After blasting, the secondary crack developed violently and the surrounding rock was seriously damaged. Blasted fracture developed along the whole borehole axial length, with the maximum opening reaching 15 mm, as shown in Figure 22 (red line). In the borehole screenshots, when the depth was 18.0 m, the borehole fracture was densely developed and broken in the whole section. At the depth of 22.0 m, the hole wall was seriously fragmented and the diameter decreased to about 1/2 of that before blasting. It shows the guiding and presplitting effect of the empty hole; that is, the deep-hole presplitting blasting could produce significant cracks around empty holes.

4.3.2. Strata Behavior of Working Face before and after Presplitting

Figure 23 illustrates the variation in the working resistance of the face supports before and after presplitting.

Figure 23 

Comparison on working resistance of support before and after presplitting.

A comparison of the working resistance before and after presplitting suggests that the maximum working resistance of the middle support decreased 15% from 36.2 MPa to 30.8 MPa. The corresponding time weighted average resistance decreased 16% from 31 MPa to 26 MPa. Besides, the unsupported roof near the location of presplitting did not fall in the forms of roof leakage and rock mass with cutting and breaking, demonstrating that the blasting produced good results and enhanced safety at the face.

5. Conclusions

(1)In presplit blasting, rock fracturing is the product of the synergistic action of stress waves and detonation gas. The study found that the presence of empty holes between blast holes can improve tangential stress distribution and guide crack propagation.

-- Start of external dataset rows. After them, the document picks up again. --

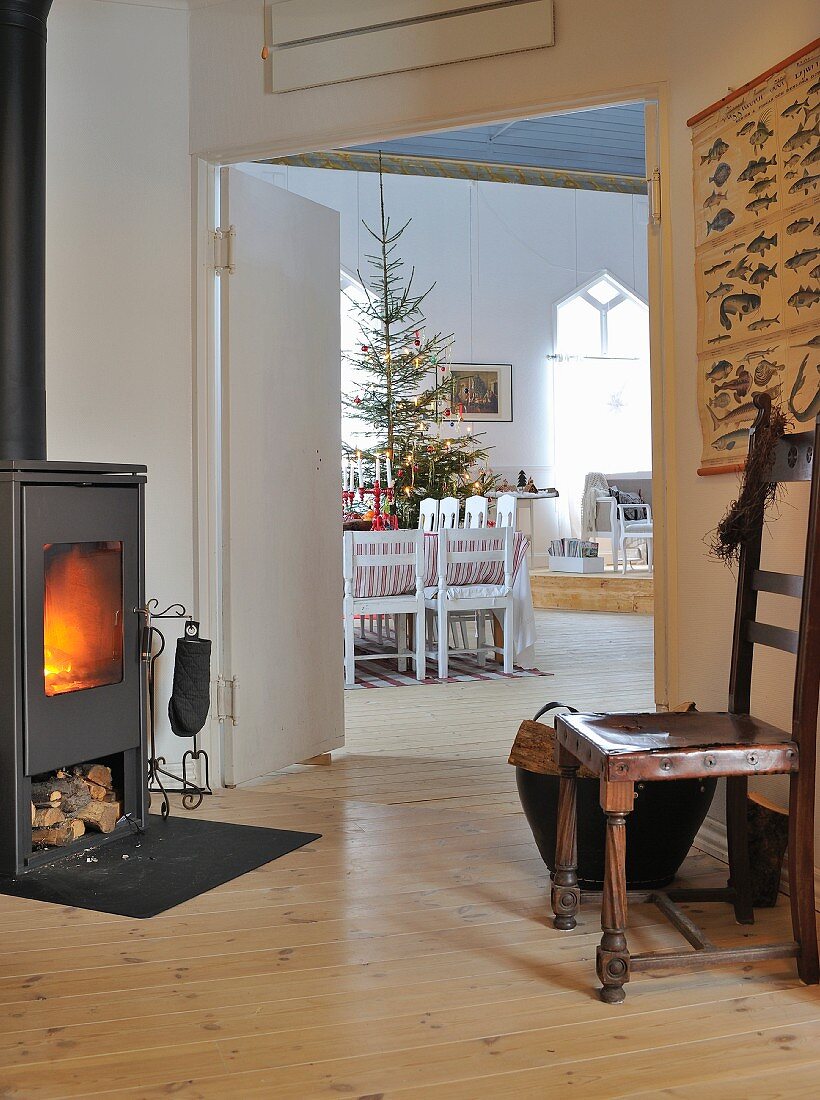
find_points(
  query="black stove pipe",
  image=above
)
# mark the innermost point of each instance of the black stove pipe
(22, 228)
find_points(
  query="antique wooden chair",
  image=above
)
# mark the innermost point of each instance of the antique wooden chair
(630, 748)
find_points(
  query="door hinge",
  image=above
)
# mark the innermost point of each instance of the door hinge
(228, 699)
(223, 251)
(653, 190)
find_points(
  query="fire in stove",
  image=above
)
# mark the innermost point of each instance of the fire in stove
(82, 616)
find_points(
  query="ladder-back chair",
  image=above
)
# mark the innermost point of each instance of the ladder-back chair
(625, 749)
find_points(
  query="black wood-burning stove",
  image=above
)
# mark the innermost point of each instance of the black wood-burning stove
(72, 680)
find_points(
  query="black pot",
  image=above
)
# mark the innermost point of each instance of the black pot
(659, 831)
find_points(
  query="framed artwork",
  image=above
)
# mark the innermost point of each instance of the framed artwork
(757, 273)
(484, 389)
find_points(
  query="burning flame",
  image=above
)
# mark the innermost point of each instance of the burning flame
(82, 616)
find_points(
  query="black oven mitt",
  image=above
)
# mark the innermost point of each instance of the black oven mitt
(190, 696)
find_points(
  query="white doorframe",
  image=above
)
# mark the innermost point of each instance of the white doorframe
(207, 441)
(206, 374)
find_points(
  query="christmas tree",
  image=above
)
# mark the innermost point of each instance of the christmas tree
(404, 398)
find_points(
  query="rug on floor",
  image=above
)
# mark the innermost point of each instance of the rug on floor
(144, 873)
(461, 669)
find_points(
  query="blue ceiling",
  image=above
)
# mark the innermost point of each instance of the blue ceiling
(608, 140)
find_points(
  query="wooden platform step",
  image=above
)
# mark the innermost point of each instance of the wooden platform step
(633, 593)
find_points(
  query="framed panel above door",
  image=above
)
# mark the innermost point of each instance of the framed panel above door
(320, 42)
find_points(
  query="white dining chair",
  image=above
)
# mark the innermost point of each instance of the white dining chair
(611, 523)
(428, 515)
(384, 575)
(505, 507)
(448, 513)
(476, 512)
(474, 575)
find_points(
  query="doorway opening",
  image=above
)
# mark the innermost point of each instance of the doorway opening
(539, 289)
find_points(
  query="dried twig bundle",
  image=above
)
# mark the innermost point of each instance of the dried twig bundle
(743, 517)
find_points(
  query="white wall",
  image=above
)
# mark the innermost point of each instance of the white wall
(118, 329)
(500, 256)
(692, 53)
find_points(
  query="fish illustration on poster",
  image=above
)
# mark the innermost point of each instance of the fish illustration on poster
(756, 184)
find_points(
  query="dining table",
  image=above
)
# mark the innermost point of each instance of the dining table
(480, 574)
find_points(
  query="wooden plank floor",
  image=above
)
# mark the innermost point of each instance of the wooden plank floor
(407, 954)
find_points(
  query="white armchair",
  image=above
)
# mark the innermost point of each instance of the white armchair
(384, 575)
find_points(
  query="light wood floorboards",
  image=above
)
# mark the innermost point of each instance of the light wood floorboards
(408, 953)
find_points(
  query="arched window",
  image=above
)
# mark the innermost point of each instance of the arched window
(601, 387)
(602, 319)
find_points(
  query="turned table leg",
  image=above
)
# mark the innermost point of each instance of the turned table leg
(613, 956)
(566, 894)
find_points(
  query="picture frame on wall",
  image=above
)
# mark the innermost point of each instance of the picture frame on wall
(484, 389)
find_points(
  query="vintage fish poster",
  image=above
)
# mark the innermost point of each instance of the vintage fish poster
(756, 162)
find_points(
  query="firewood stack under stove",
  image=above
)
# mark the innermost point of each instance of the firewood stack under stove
(67, 804)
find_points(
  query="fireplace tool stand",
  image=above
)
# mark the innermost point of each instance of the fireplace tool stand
(159, 774)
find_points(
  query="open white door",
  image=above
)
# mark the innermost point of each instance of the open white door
(281, 443)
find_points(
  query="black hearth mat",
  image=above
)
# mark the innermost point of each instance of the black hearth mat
(143, 875)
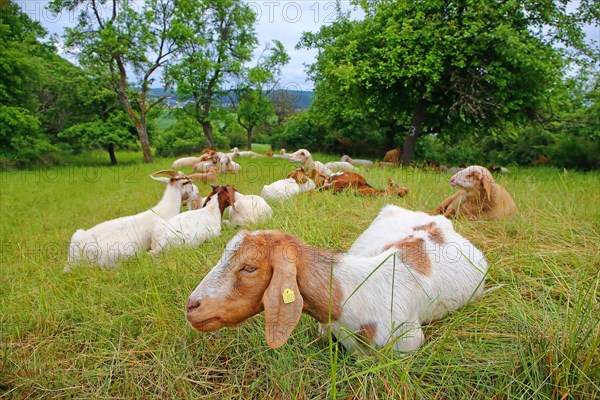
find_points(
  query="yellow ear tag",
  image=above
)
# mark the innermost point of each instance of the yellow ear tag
(288, 296)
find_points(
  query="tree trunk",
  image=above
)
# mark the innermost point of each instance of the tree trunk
(208, 135)
(142, 130)
(111, 153)
(408, 150)
(389, 137)
(249, 132)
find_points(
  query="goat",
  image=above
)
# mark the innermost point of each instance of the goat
(340, 166)
(282, 154)
(192, 200)
(479, 196)
(246, 153)
(303, 156)
(227, 165)
(367, 301)
(206, 166)
(342, 180)
(190, 228)
(106, 243)
(246, 209)
(393, 156)
(295, 183)
(364, 163)
(209, 176)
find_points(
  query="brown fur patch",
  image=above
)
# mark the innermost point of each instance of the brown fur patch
(366, 333)
(434, 232)
(322, 298)
(412, 252)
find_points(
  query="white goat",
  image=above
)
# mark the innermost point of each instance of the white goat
(369, 301)
(340, 166)
(190, 228)
(479, 196)
(186, 162)
(246, 209)
(192, 200)
(305, 158)
(282, 154)
(106, 243)
(296, 182)
(364, 163)
(246, 153)
(394, 223)
(227, 165)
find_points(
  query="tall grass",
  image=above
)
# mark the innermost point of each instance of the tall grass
(122, 333)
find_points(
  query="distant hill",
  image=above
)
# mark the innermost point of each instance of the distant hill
(299, 99)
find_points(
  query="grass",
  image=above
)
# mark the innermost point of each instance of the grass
(94, 333)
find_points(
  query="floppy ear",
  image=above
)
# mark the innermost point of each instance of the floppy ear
(282, 300)
(231, 193)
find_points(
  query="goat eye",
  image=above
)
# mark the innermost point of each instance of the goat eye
(249, 269)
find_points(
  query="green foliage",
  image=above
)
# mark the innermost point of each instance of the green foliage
(299, 131)
(475, 64)
(22, 142)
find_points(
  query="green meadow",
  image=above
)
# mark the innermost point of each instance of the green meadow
(122, 333)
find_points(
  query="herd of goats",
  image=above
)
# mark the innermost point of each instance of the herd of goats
(406, 269)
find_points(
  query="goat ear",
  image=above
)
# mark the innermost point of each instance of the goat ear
(231, 193)
(487, 185)
(282, 300)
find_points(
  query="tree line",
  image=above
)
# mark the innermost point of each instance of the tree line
(511, 81)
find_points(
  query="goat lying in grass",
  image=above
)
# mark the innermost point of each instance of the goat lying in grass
(191, 228)
(343, 180)
(296, 182)
(274, 272)
(106, 243)
(479, 196)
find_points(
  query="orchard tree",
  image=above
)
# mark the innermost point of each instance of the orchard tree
(252, 102)
(126, 43)
(218, 38)
(445, 63)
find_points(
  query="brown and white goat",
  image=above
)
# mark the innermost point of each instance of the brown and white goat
(393, 156)
(343, 180)
(367, 301)
(479, 196)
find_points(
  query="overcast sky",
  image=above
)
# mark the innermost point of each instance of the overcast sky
(276, 19)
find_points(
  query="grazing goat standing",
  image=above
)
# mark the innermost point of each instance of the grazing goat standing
(479, 196)
(368, 301)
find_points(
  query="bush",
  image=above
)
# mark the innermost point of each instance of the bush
(299, 132)
(574, 152)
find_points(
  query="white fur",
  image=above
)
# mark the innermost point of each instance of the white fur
(380, 290)
(395, 223)
(286, 188)
(227, 165)
(305, 158)
(249, 209)
(190, 228)
(108, 242)
(186, 162)
(247, 153)
(364, 163)
(340, 166)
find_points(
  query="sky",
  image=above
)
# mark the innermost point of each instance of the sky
(282, 20)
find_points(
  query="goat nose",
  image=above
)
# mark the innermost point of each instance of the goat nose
(192, 304)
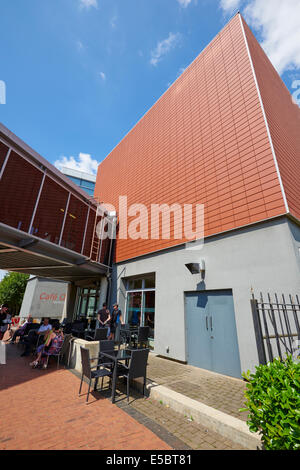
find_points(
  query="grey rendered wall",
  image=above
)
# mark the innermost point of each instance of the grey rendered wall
(37, 307)
(263, 257)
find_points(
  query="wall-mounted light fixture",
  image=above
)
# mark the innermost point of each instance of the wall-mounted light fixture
(197, 268)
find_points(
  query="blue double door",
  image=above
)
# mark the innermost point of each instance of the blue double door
(211, 336)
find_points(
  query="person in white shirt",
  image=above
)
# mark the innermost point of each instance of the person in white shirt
(34, 334)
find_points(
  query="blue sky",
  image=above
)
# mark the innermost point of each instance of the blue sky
(80, 73)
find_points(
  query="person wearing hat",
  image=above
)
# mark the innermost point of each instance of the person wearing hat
(4, 320)
(115, 319)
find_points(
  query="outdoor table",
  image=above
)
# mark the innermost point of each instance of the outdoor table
(129, 332)
(115, 356)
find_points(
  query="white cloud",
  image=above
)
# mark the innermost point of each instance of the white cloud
(184, 3)
(278, 23)
(84, 162)
(88, 4)
(163, 47)
(113, 22)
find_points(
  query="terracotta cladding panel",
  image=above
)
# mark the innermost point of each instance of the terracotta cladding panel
(204, 141)
(283, 117)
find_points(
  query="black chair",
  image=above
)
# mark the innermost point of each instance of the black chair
(62, 351)
(137, 368)
(100, 334)
(141, 340)
(87, 371)
(124, 333)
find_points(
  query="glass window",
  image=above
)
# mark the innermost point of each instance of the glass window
(150, 283)
(134, 308)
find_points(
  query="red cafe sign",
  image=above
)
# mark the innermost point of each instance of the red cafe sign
(52, 297)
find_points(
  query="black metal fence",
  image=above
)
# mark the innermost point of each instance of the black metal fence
(276, 324)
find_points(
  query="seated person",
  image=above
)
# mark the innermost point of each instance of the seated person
(20, 331)
(33, 335)
(52, 345)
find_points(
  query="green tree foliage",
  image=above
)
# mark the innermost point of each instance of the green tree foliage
(273, 402)
(12, 288)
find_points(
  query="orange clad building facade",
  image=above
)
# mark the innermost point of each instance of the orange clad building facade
(225, 135)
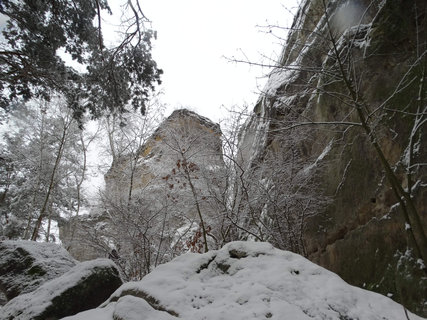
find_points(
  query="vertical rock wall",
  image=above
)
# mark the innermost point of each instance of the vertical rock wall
(361, 235)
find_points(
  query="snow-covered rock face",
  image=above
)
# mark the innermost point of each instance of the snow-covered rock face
(155, 178)
(85, 286)
(243, 280)
(25, 265)
(361, 234)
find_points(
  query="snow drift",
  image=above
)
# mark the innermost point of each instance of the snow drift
(243, 280)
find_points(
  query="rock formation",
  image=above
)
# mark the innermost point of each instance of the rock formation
(84, 287)
(163, 189)
(243, 280)
(310, 109)
(25, 265)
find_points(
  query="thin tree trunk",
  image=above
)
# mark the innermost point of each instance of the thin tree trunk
(51, 183)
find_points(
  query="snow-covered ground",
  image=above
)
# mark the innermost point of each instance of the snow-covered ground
(244, 280)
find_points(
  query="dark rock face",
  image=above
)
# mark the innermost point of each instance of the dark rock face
(25, 265)
(84, 287)
(362, 234)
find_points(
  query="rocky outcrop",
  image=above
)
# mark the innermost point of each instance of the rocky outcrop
(243, 280)
(361, 234)
(84, 287)
(25, 265)
(156, 181)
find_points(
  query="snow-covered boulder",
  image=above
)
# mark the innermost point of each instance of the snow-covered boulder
(25, 265)
(244, 280)
(85, 286)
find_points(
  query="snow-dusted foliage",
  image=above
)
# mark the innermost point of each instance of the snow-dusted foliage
(244, 280)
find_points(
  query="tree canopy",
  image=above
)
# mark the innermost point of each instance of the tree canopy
(31, 63)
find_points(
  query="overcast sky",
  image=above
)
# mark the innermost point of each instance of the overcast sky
(196, 36)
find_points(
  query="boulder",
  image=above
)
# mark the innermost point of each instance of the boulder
(84, 287)
(244, 280)
(25, 265)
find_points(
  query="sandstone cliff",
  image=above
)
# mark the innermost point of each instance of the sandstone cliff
(154, 200)
(339, 56)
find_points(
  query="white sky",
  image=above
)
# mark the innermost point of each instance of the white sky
(195, 36)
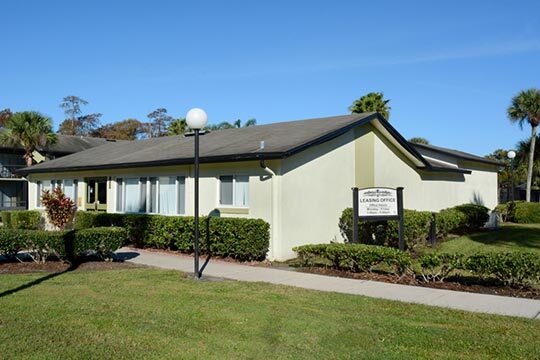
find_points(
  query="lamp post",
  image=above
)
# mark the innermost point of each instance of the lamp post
(196, 119)
(511, 155)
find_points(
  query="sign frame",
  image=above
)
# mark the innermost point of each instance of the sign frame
(399, 216)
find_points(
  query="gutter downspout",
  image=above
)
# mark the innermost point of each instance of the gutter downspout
(274, 214)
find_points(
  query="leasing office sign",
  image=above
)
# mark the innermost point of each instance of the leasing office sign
(377, 202)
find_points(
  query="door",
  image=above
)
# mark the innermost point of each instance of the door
(96, 194)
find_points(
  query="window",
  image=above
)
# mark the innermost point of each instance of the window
(157, 195)
(234, 190)
(70, 189)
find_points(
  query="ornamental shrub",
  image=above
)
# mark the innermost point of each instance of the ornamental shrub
(103, 241)
(525, 212)
(59, 208)
(436, 267)
(354, 257)
(238, 238)
(512, 268)
(26, 220)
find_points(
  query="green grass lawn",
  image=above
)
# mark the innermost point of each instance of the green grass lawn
(510, 237)
(150, 313)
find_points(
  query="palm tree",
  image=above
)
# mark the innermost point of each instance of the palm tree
(372, 102)
(30, 130)
(235, 125)
(419, 140)
(525, 107)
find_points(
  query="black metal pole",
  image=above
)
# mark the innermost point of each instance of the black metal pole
(512, 197)
(401, 227)
(196, 272)
(355, 215)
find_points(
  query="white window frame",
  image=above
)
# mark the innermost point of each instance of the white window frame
(53, 185)
(148, 192)
(232, 206)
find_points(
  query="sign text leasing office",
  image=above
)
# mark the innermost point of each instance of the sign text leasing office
(377, 204)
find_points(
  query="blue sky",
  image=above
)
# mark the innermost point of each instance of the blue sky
(449, 68)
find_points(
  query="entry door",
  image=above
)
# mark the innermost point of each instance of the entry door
(96, 194)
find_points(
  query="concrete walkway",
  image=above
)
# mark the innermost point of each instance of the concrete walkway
(490, 304)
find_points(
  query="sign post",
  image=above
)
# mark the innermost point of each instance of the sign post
(377, 204)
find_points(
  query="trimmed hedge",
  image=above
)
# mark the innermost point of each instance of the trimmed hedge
(512, 268)
(22, 219)
(238, 238)
(521, 212)
(103, 241)
(66, 245)
(354, 257)
(462, 219)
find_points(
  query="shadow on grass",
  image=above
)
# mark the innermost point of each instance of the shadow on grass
(38, 281)
(525, 237)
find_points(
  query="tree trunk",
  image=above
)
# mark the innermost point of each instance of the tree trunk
(531, 163)
(28, 159)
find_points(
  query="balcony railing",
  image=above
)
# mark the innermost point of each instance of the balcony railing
(8, 171)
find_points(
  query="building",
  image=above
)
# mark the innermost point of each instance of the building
(295, 175)
(13, 187)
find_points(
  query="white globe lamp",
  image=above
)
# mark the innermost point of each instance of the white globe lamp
(196, 118)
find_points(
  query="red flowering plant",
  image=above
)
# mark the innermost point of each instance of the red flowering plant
(59, 208)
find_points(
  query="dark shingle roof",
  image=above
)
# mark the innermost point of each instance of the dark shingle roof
(280, 140)
(456, 153)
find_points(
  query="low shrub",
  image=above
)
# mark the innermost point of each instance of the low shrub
(65, 245)
(417, 224)
(476, 216)
(448, 221)
(6, 219)
(238, 238)
(11, 242)
(26, 219)
(525, 212)
(385, 233)
(103, 241)
(436, 267)
(354, 257)
(512, 268)
(42, 244)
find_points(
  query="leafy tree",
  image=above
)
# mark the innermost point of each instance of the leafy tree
(159, 122)
(177, 127)
(129, 129)
(419, 140)
(4, 116)
(76, 123)
(59, 208)
(525, 108)
(30, 130)
(373, 101)
(236, 124)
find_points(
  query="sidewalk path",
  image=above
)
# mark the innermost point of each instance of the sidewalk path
(490, 304)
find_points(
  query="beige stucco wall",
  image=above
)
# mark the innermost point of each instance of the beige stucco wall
(315, 188)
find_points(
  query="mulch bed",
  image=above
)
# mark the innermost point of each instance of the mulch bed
(465, 284)
(17, 267)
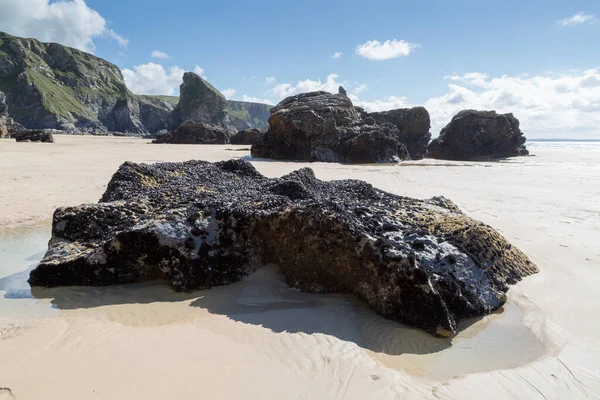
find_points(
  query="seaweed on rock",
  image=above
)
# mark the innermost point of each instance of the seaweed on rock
(201, 224)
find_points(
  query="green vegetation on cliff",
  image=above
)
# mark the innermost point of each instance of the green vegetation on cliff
(49, 85)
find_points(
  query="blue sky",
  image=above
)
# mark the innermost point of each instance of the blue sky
(537, 59)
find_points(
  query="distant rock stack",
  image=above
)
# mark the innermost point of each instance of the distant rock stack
(414, 125)
(320, 126)
(195, 133)
(3, 116)
(199, 101)
(248, 136)
(478, 136)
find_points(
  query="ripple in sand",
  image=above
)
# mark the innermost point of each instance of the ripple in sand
(499, 341)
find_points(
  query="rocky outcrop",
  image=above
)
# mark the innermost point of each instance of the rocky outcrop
(249, 136)
(199, 101)
(199, 225)
(479, 135)
(50, 86)
(3, 116)
(195, 133)
(33, 136)
(320, 126)
(413, 126)
(8, 126)
(245, 115)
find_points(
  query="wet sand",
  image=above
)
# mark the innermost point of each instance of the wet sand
(258, 339)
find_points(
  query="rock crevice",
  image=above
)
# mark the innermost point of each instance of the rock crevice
(198, 225)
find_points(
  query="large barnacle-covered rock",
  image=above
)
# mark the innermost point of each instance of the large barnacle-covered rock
(199, 224)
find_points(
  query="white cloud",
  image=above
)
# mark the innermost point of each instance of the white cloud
(549, 105)
(578, 19)
(159, 54)
(152, 78)
(287, 89)
(470, 78)
(228, 93)
(256, 100)
(388, 103)
(71, 23)
(199, 71)
(377, 51)
(361, 87)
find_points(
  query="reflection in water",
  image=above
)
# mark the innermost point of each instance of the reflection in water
(495, 342)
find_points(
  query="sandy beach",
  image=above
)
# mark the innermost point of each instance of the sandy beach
(258, 339)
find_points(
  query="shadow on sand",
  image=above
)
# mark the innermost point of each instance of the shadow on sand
(262, 299)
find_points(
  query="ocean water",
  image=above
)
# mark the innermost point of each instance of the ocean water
(587, 145)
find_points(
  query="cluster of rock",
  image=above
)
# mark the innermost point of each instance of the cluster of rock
(320, 126)
(479, 135)
(198, 225)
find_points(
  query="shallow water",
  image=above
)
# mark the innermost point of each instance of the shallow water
(499, 341)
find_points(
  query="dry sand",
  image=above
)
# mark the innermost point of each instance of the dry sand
(258, 339)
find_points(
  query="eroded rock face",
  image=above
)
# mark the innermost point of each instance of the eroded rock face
(195, 133)
(3, 116)
(198, 225)
(413, 126)
(199, 101)
(33, 136)
(320, 126)
(50, 86)
(248, 136)
(479, 135)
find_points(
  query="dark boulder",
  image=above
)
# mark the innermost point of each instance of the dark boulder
(479, 136)
(198, 225)
(195, 133)
(33, 136)
(248, 136)
(320, 126)
(413, 125)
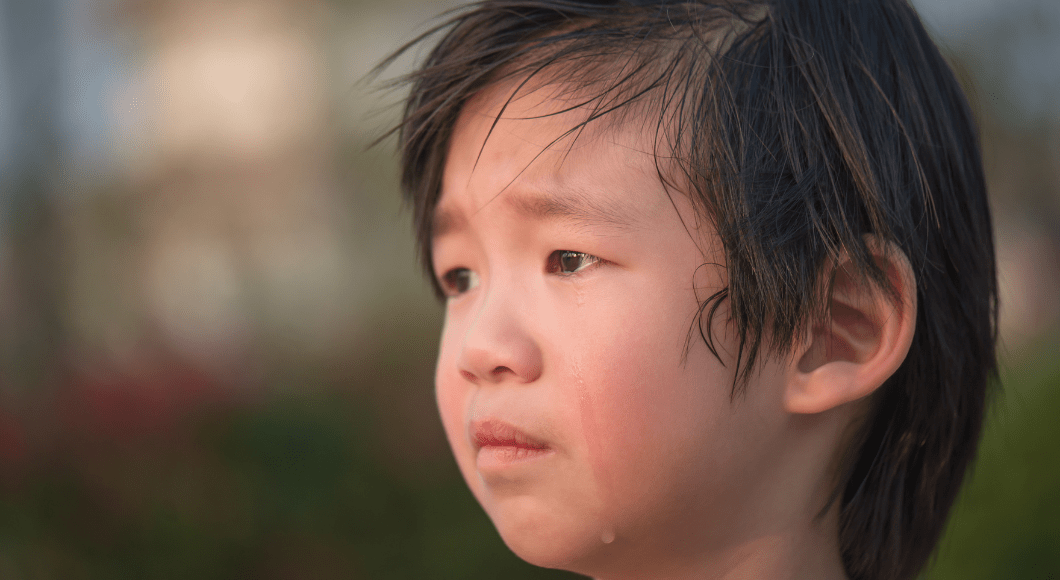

The characteristic zones of crack initiation, propagation, and interconnection were identified.(2)The radius of the crack zone around a blast hole and the length of secondary cracks induced by detonation gas were derived. The maximum length of cracks guided by empty holes along the LPTHC was analyzed with respect to rock stress.(3)The lengths of the secondary crack zone for different numbers of main cracks near a blast hole were determined. The effects of k_r and r_k on the range of blast-induced cracks were analyzed. Based on the results, the optimal spacing between blast hole and empty hole was set at 1.6 m.(4)The mechanism of crack propagation between holes was revealed through analysis on evolution of equivalent stress distribution, strain variation, and partition evolution of main cracks and wing cracks. The interconnectivity of main cracks and wing cracks demonstrates that the rock between holes was successfully prefractured.(5)A plan for implementing deep-hole blasting to presplit thick and hard rock mass was designed and applied in 8939 working face of Xinzhouyao Mine, and field measurement suggests that the split blasting technique led kerf and weaken plane to the rock mass with a significant decrease of working resistance of support and strata behaviors.

Data Availability

The data used to support the findings of this study are available from the corresponding author upon request.

Conflicts of Interest

The authors declare that there are no conflicts of interest regarding the publication of this paper.

Acknowledgments

This work was supported by the National Natural Science Foundation of China (No. 51604262 and 51574220), the Research and Innovation Project for College Graduates of Jiangsu Province (Grant No. KYLX16_0558), and the Fundamental Research Funds for the Central Universities of China University of Mining and Technology (No. 2014ZDPY21).